In this post, I will be covering the simple step-by-step process to optimizing the Core Web Vitals of a WordPress site. Most sites can be fixed rather easily following this methodology. Moving in this order ensures your maximizing the return on your investment (in most cases time).

The Metric To Focus On

When it comes to this page speed stuff, there’s no shortage of page speed analysis tools that will over whelm you and make things overly complex. Some page speed tools will give you different ratings and recommendations. Even within the Google Ecosystem you’ll find inconsistencies such as pages that have poor performance score but still pass Core Web Vitals.
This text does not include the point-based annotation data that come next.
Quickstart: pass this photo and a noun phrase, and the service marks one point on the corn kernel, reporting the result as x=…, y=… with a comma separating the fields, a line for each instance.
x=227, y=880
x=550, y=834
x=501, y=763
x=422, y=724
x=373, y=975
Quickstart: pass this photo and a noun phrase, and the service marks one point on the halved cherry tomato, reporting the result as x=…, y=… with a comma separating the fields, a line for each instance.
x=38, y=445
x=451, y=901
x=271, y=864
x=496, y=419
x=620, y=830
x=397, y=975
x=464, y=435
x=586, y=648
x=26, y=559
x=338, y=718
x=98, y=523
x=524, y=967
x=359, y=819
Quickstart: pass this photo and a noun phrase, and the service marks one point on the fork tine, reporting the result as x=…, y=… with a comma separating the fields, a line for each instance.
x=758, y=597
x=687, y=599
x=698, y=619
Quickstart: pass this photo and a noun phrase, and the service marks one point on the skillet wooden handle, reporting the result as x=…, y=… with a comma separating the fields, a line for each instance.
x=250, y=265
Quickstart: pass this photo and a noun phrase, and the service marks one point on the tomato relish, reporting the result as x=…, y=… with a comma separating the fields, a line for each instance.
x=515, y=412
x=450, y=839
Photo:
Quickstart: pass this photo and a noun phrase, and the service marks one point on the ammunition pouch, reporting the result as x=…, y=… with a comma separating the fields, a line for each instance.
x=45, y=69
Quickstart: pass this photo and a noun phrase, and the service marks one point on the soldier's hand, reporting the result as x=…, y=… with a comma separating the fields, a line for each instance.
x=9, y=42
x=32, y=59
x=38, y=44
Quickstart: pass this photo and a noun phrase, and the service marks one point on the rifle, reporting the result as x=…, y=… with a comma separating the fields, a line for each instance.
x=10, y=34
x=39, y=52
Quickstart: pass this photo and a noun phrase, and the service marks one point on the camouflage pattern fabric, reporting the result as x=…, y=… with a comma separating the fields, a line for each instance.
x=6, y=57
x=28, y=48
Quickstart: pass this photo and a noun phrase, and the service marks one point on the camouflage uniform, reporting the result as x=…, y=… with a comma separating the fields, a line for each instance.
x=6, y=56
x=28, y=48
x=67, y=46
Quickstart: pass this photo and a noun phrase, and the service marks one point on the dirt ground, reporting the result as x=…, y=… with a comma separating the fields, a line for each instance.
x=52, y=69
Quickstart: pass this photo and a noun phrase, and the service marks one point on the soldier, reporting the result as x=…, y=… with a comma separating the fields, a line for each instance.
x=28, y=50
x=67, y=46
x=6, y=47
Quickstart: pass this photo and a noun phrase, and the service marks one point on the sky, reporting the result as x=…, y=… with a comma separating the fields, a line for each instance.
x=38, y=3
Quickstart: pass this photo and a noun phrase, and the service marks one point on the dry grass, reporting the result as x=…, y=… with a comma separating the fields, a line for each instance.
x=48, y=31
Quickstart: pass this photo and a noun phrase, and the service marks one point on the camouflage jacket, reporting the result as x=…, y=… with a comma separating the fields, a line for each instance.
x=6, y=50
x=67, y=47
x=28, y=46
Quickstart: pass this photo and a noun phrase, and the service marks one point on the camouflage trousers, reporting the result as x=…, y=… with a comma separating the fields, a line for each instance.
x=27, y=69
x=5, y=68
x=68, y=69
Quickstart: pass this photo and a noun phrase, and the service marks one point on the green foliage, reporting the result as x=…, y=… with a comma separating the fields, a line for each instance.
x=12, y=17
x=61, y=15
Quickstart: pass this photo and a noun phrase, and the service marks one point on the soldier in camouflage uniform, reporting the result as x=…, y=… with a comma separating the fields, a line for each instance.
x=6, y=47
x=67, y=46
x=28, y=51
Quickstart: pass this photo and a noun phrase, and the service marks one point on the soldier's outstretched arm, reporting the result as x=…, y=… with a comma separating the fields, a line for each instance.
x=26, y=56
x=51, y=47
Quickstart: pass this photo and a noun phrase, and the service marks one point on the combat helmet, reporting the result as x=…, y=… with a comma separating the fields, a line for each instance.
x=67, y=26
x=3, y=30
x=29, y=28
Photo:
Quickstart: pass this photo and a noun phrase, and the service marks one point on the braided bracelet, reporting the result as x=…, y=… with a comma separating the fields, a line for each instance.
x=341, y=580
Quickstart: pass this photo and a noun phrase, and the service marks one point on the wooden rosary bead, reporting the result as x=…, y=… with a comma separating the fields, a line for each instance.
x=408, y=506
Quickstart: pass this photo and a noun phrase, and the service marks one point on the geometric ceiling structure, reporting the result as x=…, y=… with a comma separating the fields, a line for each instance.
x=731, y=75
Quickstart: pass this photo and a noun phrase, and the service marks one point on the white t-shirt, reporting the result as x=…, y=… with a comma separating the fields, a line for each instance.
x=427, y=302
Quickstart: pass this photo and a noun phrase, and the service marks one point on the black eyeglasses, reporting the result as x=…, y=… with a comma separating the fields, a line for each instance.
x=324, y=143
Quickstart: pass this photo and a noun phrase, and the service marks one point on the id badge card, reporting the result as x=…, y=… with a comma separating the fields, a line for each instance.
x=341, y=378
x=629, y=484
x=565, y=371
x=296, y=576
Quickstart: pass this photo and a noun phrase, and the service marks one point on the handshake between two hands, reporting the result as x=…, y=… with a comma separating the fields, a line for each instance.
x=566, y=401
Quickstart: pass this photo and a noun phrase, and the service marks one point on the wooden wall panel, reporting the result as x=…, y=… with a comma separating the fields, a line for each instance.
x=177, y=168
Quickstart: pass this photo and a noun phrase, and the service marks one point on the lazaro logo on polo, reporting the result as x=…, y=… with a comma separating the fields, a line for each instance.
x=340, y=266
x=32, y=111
What I focus on is directly what Google tells you matters. If you go in Search Console and select ‘Core Web Vitals’ from the left menu you’ll see exactly how Google is rating your URLs and if not ‘good’ what you need to fix.

This particularly helpful if your site has been optimized already ready, but if your site is just failing miserably and you’ve done no optimization, or your site has low traffic follow the methodology below.

Get Fast Hosting

This is a prerequisite for everything. Without fast hosting you’re basically just trying to turn a crappy Honda Civic into a Lambo… you might make some improvements, but it’ll never happen.

Technically speaking, your the response of your hosting server is predominantly responsible for the TTFB metric of Core Web Vitals and none of the other vitals can perform well if they have to ‘wait’ for the first byte.

Fortunately, good hosting is relatively cheap. I recommend Cloudways which gives you access to a Digital Ocean Server for $11.00 per month for 1GB. You can see a side-by-side mobile loading comparison video I did here with Cloudways Vultr HF ($16/m) and Hostgator. Although I used Vultr HF in the test, I do use basic Digital Ocean for some sites.

The basic Digital Ocean server will be all that is necessary for 99% of WordPress sites, with the exceptions been sites that are performing a lot of tasks, such as a site receiving a high volume of web form submissions. These are very rare, and if you are, you’re probably making enough money to go with a higher pricing options. It’s also important to note, that you can have multiple sites on the 1GB option. I’ve got 10 low traffic sites on a 1gb Digital Ocean server.

Optimize Images & Serve In Next-gen Formats

For most sites, images will consume the highest amount of bandwidth and generally an unnecessary amount.

If you’re looking at your site in the tool (by Google), you’ll probably notice the opportunity to ‘Serve Image In Next-gen Formats.

This can easily be fixed and images optimized using the WordPress plugin Imagify. It’ll run through the site and optimize your existing images. Then you can toggle a setting to serve images in WebP fromat. After running it, reanalyze in the tool and you should see the opportunity removed. If not, you may have to go through and delete/reupload some images. In a few uses on my sites, Imagify missed the WP featured images and those needed a manual delete/reupload.

I go further in depth on images in this post: 3 Ways To Serve Images In Next-gen Format On A WordPress Site

Add Caching Plugin

In 2023 caching plugins do much more than just serve a photo-copy of the website which is the fundamental description of ‘caching’. Some of the other things they do include minify Javascript, minifiy CSS, remove unused CSS, lazyload images.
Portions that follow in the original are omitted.